A: Fifty-foot buffers on both sides of a mile-long river would amount to a little over 12 acres.


Q: How about a mile-long ditch requiring 16.5-foot buffers on both sides?

A: 3.3 acres.


Q: Regarding ditch buffers, the law allows the local ditching authorities to retroactively pay landowners for establishing a ditch buffer, correct?

A: Yes. If it’s a public drainage system, the local ditch authority can assess the buffer establishment cost to all who benefit by the ditch, and use the assessments to reimburse the landowner who established the buffer.


Q: A total of $10 million per year to cover compliance and related implementation costs of the buffer law was in the tax bill that Gov. Dayton vetoed for other reasons. Unless the Legislature reconvenes in special session, that money will be lost for this year.

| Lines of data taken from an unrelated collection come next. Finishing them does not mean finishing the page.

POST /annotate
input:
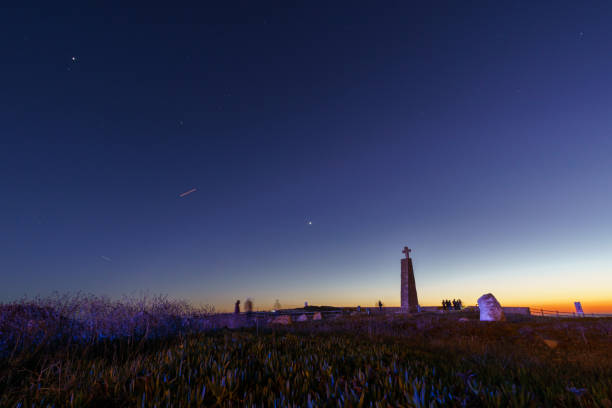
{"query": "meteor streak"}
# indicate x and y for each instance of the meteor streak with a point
(188, 192)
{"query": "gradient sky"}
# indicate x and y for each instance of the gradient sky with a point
(477, 133)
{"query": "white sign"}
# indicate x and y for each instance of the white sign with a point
(578, 307)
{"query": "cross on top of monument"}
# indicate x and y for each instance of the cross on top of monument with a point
(407, 252)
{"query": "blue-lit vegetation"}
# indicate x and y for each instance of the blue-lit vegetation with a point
(86, 351)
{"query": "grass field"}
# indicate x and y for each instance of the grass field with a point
(382, 360)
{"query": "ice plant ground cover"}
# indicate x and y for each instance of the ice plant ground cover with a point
(382, 360)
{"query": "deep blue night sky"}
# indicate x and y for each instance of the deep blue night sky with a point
(477, 133)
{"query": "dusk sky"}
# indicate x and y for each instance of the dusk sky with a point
(320, 139)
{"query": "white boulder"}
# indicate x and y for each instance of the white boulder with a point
(490, 309)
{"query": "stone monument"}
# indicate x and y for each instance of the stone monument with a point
(410, 301)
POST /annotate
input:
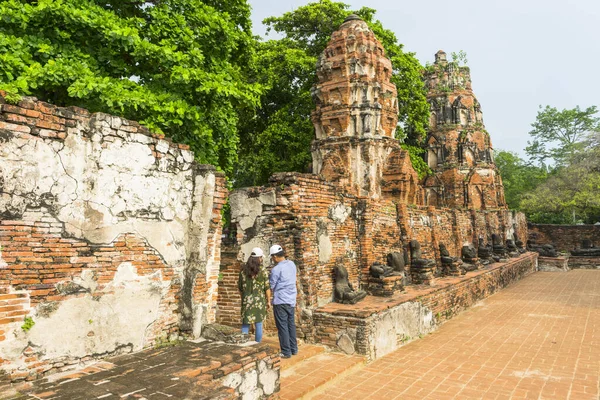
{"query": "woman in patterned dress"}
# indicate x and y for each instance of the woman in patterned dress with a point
(253, 284)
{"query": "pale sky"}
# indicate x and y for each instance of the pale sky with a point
(522, 54)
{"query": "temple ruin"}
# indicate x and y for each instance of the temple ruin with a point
(111, 235)
(365, 202)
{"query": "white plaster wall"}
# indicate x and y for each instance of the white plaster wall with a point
(118, 316)
(103, 180)
(401, 324)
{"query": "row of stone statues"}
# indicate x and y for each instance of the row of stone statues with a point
(587, 249)
(423, 269)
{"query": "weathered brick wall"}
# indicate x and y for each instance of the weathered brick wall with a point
(314, 224)
(584, 262)
(109, 235)
(321, 228)
(377, 327)
(564, 237)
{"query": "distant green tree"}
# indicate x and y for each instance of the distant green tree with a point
(571, 194)
(177, 66)
(557, 135)
(518, 177)
(277, 137)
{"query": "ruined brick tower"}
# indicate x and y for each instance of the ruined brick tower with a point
(459, 150)
(356, 117)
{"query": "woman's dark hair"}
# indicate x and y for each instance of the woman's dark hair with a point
(252, 267)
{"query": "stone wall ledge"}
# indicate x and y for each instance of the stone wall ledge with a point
(373, 304)
(377, 326)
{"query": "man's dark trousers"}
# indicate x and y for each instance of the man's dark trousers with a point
(286, 328)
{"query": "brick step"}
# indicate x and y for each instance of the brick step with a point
(313, 375)
(304, 351)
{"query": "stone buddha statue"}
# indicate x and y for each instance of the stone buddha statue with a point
(344, 292)
(484, 252)
(450, 265)
(379, 270)
(511, 247)
(397, 261)
(445, 255)
(519, 243)
(394, 267)
(469, 257)
(497, 246)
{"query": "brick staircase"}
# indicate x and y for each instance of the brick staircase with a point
(313, 370)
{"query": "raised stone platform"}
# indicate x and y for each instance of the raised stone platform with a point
(190, 370)
(579, 262)
(379, 325)
(385, 287)
(553, 264)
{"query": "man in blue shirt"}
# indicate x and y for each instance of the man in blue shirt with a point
(283, 287)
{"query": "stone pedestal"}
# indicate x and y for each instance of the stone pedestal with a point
(553, 264)
(385, 287)
(423, 274)
(452, 269)
(471, 265)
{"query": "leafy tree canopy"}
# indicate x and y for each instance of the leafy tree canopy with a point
(277, 137)
(557, 135)
(518, 177)
(177, 66)
(572, 193)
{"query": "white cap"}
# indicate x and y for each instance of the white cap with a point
(275, 249)
(256, 252)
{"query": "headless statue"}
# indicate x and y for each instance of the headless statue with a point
(344, 292)
(415, 256)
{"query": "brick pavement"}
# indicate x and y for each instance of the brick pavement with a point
(190, 370)
(538, 339)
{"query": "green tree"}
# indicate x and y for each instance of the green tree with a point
(277, 137)
(177, 66)
(572, 192)
(518, 177)
(557, 134)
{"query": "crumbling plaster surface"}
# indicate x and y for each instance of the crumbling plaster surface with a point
(253, 384)
(118, 317)
(94, 179)
(102, 182)
(391, 329)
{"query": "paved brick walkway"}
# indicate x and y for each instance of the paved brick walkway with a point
(538, 339)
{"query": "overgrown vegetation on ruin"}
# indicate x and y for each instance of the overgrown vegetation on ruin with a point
(193, 71)
(277, 136)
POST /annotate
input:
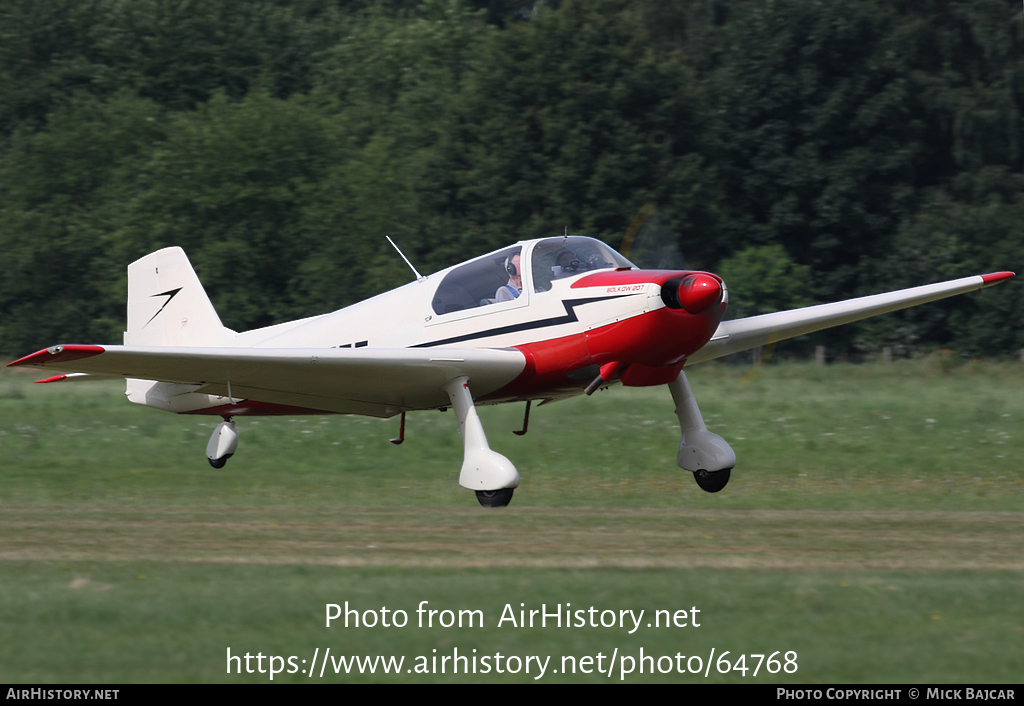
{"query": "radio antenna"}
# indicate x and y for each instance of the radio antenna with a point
(418, 275)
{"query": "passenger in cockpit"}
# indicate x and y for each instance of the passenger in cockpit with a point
(565, 264)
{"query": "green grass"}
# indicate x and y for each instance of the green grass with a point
(872, 525)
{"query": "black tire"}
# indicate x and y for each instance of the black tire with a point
(219, 463)
(710, 482)
(495, 498)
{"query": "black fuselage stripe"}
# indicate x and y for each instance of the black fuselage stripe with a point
(569, 318)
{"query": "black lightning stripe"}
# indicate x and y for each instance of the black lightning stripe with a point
(170, 295)
(569, 318)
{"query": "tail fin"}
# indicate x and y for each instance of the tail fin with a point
(167, 304)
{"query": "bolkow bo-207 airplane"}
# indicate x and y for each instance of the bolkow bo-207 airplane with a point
(540, 321)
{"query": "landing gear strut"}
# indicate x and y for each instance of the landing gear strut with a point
(483, 470)
(708, 455)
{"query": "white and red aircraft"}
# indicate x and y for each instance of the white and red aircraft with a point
(542, 320)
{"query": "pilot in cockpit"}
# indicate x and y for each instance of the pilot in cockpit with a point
(513, 289)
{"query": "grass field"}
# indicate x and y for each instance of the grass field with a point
(872, 526)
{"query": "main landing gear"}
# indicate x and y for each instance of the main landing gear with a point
(491, 474)
(709, 456)
(222, 445)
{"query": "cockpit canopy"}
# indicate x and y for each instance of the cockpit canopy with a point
(503, 276)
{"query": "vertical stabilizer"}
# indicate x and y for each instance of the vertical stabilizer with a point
(167, 304)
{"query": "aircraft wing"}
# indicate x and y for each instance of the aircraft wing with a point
(377, 381)
(742, 334)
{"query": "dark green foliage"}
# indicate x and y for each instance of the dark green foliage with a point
(848, 148)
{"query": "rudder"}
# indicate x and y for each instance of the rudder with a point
(167, 304)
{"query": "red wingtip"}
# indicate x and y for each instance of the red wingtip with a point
(58, 354)
(995, 278)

A: Yes, the appropriation would have been for the years ahead, so it can be reconsidered in an upcoming legislative session before the compliance measures take effect. We do have a $5 million, two-year start-up allotment being used that was appropriated in 2015 to get the mapping work done and cover the work being done by Soil and Water Conservation Districts to help landowners understand how to meet expectations of the law. The tax bill allotment was specifically for future compliance work.


Q: March 31, 2017, is the deadline for local authorities to elect whether they will carry out the compliance aspects of the buffer law. If they don’t, the responsibility falls to your agency, BWSR.

A: Yes. We expect most local authorities will chose to take on compliance, and we are working closely with them to determine how best to integrate that work with their existing responsibilities. But we’ll have to wait and see.


Q: Can compliance be assured by looking at maps? Or will on-site inspections be required?

A: Both can work. But the on-site option will be helpful.


Q: Assuming widespread compliance with the buffer law, will the state’s waters be cleaner over time?

A: Absolutely. And to confirm it, we, along with other state agencies, will monitor water quality changes. But remember, buffers are only one tool among many that can be used for water and sediment control. Other, voluntary options can make further improvements, such as wetland restorations. SWDCs also have information on these and other conservation practices.